От чтения к письму

Для небольшого числа простых людей научиться письму значит начать производить тексты. Поскольку текстов такого типа (в форме жизнеописаний) сохранилось предельно Мало, мы не можем судить о распространенности подобной практики. Так, в 1802–1803 годах парижский стекольщик Жак—Луи Менетра начинает составлять «Дневник моей жизни», используя отрывочные записи, которые вел с 1764 года[98]. А мэнский муслинщик Луи Симон примерно в 1809 году берется записывать «основные события, произошедшие в течение моей жизни» в «книгу», то есть в рукописный сборник, за двадцать лет до того унаследованный им от дяди (причем не по родству, а по свойству), первые страницы которого занимали счета вековой давности предшествующего владельца (приходившегося дядей дяде Симона), виноторговца из Ла Флеш[99]. И Менетра, и Симон имели привычку к письму задолго до того, как взялись за мемуары. Совершая традиционное для подмастерьев путешествие по городам Франции («Тур де Франс» в первоначальном смысле слова), Менетра неоднократно использует этот навык, обеспечивавший ему место в «компаньонаже»[100]: «Я был принят в компаньонаж Долга, и мои компаньоны поручили мне полностью переписать список членов, именуемый мэтр Жак или Долг, и мне было дано имя Парижанин—Бьенвеню». Кроме того, он пишет родичам в Париж, в особенности «доброй бабушке», чтобы попросить у нее деньжат; ведет счета и переписку вдов, которые нанимают его на работу; исполняет обязанности секретаря во время конфликта между компаньонами и бордосским интендантом, случившегося из–за жеребьевки в местные силы порядка: «Они стали спрашивать меж собой, кто тут умеет писать, и гийенец побежал меня позвать, так что я стал тридцать первым компаньоном. Я сразу принялся записывать правила и устроил счет моим товарищам». А еще Менетра часто пишет в Ним вдовушке, которая ждет, что по завершении ученичества он женится на ней, и потому склонна проявлять щедрость. В деревне Ла Флеш, где живет Луи Симон, его умению писать также все время находится применение: он ведет регистры по ткацкому делу и для муниципалитета, а также составляет «жалобную тетрадь» своего прихода.
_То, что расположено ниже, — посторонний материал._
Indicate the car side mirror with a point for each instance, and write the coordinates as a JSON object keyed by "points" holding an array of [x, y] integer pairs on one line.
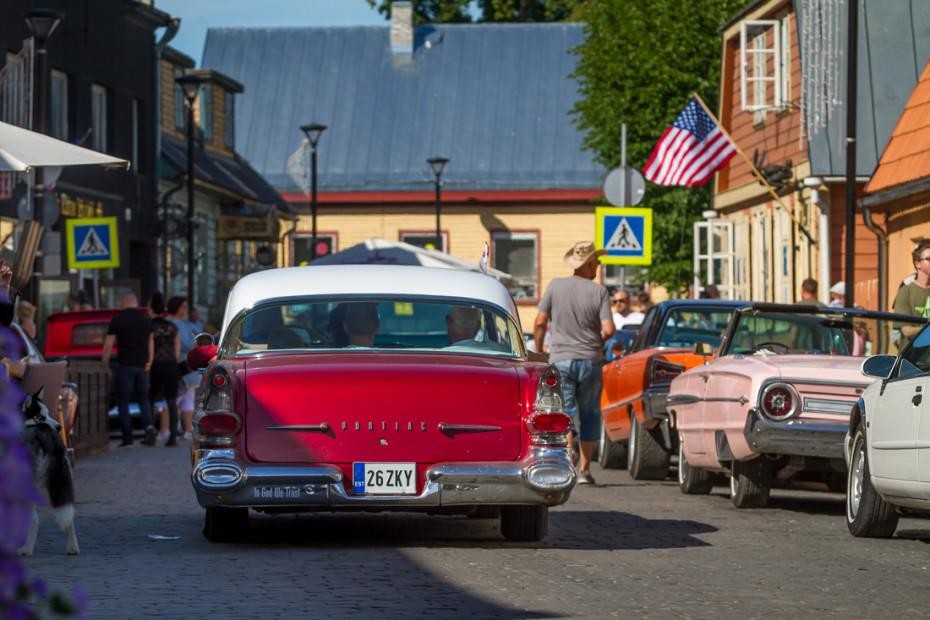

Эпоха Революции для него оказывается временем, впустую потраченным на писанину: «Из–за беспорядков три года не работал, и все обращались ко мне, ибо один я тут умею писать и немного разбираюсь в делах».

Когда оба грамотея берутся за собственное жизнеописание, то — вероятно, бессознательно — обращаются к тем формам и мотивам, которые им знакомы по чтению, всегда крайне эклектичному. Юный Луи Симон приобщился к миру печатного слова благодаря библиотеке приходского священника и возвращению в деревню книгоноши (скорее всего, распространявшего сочинения из «Синей библиотеки»): «Я проводил тогда время, играя на различных инструментах и читая все книги, которые мог достать, в особенности по древней истории, о войнах, по географии, жития святых, Ветхий и Новый Завет и другие священные и мирские книги; я также очень любил песни и псалмы». В его письме сохраняются следы этой смешанной, полународной — полуученой культуры, заметные в стихотворном обращении «К другу- читателю» на первой странице; в собранных под рубрикой «Советы» моральных поучениях, предназначенных его детям; в коллекционировании необычайных происшествий («Невероятные события–прорицания»). У Менетра, который упоминает лишь несколько названий (Библия, «Малый Альберт»[101], сочинения Руссо), рассказ о жизни — и сама реальность — облекается в популярные тогда литературные формы. Эротические романы снабжают его целым репертуаром скабрезных интриг и персонажей (соблазненная и нарушившая обет монахиня; ненасытная в своей страсти светская дама; простая девушка, уступающая силе, но получающая от этого удовольствие, и проч.). Большой любитель театра, он знает, как распределять роли и забирать себе самые выгодные, как это происходит при его встрече с Руссо. Массовая литература — памфлеты («утки») и книги из «Синей библиотеки» — подсказывает ему, как подавать самые обычные происшествия. Хотя в «Дневнике» эти тексты не упоминаются, они служат зеркалами — точнее, призмами, сквозь которые автор пропускает свою жизнь, получая назад переработанный, более желанный и приукрашенный образ. И муслинщик (берущийся за перо, чтобы сохранить память о горячо любимой им жене, умершей за пять лет до того), и стекольщик (который смотрит на себя и стремится утвердить собственную культуру, намеренно отказываясь от соблюдения правил орфографии и пунктуации) каждый по–своему свидетельствуют о том, что письмо, тексты и книги становятся привычной частью народной жизни. Настолько привычной, что к концу XVIII столетия простые люди уже способны выстраивать повествования о собственной жизни — реальной или желаемой, — ориентируясь на прочитанное.